Intanto, per il 2023, la produzione sarà ben al di sotto delle 4 milioni di tonnellate su cui si erano impegnati i soci, come ha riconosciuto il ministro delle Imprese e del made in Italy, Adolfo Urso, in una recente audizione parlamentare, e al di sotto della sostenibilità di mercato.
La sensazione, espressa dal segretario generale della Fiom, Michele De Palma, è quella di essere al “punto finale” dopo il sommarsi degli errori dei diversi governi che ha dichiarato: “ArcelorMittal non può tenere in ostaggio i lavoratori e il governo”. Il socio privato chiede le risorse “senza un piano industriale, senza garanzie”, ha sottolineato il segretario generale della Uilm, Rocco Palombella, chiedendo dove sia l’autorevolezza del governo. Non ci sarebbe stata nessuna chiarezza sulla “trattativa segreta”, secondo i sindacati, e sul memorandum of understanding firmato a settembre dal ministro per gli affari europei, le politiche di coesione e il Pnrr, Raffaele Fitto, con il socio privato.

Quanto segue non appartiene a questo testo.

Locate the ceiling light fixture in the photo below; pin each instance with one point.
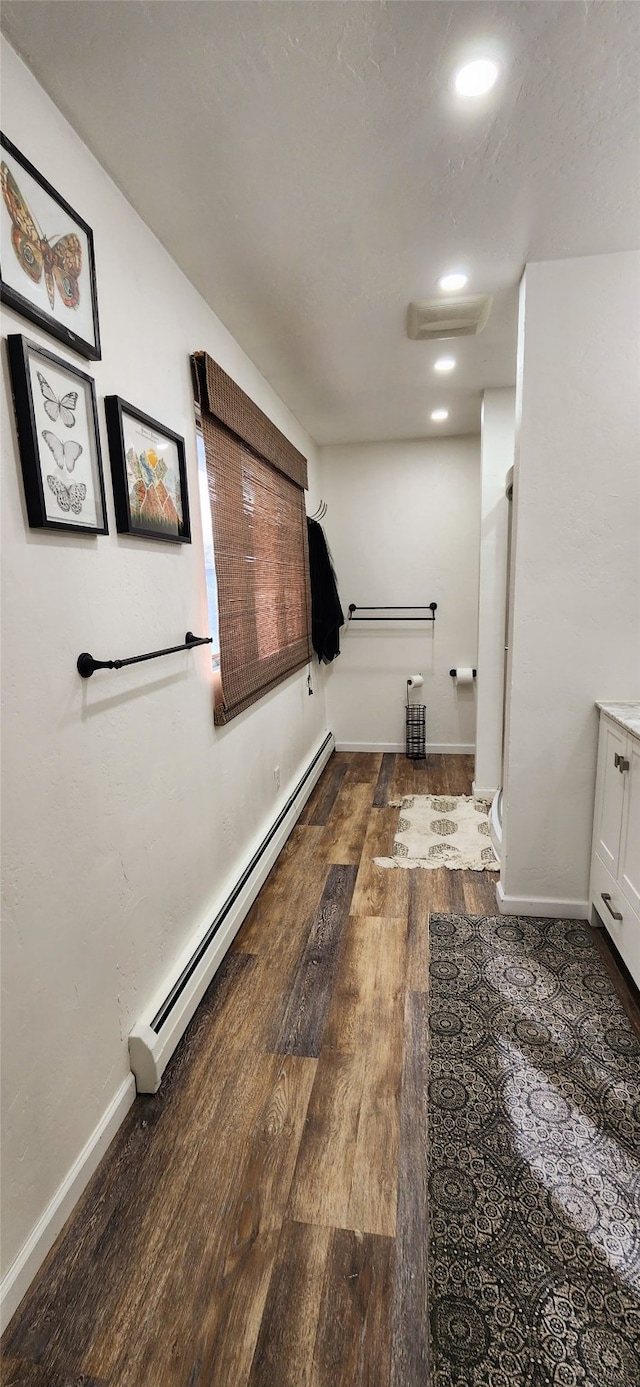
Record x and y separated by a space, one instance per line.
476 78
451 282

Sommando il nuovo aumento di capitale ai 680 milioni di euro erogati a febbraio dallo Stato, che sarebbero dovuti servire alla salita in maggioranza del capitale di Invitalia, e agli altri stanziamenti pubblici si arriva 2,3 miliardi e secondo il segretario generale della Fim Cisl, Roberto Benaglia, sarebbe “sbagliato, inedito, ingiusto e insostenibile che lo stato metta 2,3 miliardi e il socio privato non ci metta nulla”. A complicare il quadro sono usciti i conti di ArcelorMittal sul terzo trimestre e non sono andati bene. L’utile netto è sceso a 0,9 miliardi di dollari dagli 1,9 miliardi del secondo trimestre del 2023 così come il margine operativo Ebitda è diminuito a 1,9 miliardi dai 2,6 miliardi del mese precedente.
Inoltre le previsioni annuali del consumo di acciaio in Europa sono state riviste al ribasso alla luce della debolezza del settore delle costruzioni, mentre sono rimaste costanti per la Cina e innalzate per l’India. Nel comunicato stampa la società ha reso conto delle azioni intraprese dopo il “devastante incidente” accaduto in Kazakhstan il 28 ottobre dove sono morti 41 lavoratori in una miniera, tra le quali assistenza alle famiglie e un audit imparziale sulle proprie procedure di sicurezza.
A seguito della strage, il governo kazako ha deciso la nazionalizzazione della società. In Italia, sul fronte della sicurezza, è arrivato l’impegno del ministero del Lavoro a intervenire per garantire al massimo la manutenzione degli impianti dopo il verificarsi di diversi incidenti, da ultimo il deragliamento di un carro siluro a Taranto. Questo impegno è stato riconosciuto e apprezzato dai sindacati. In particolare, Arcelor Mittal è stata diffidata dal mettere in cassa integrazione i lavoratori che si occupano di manutenzione.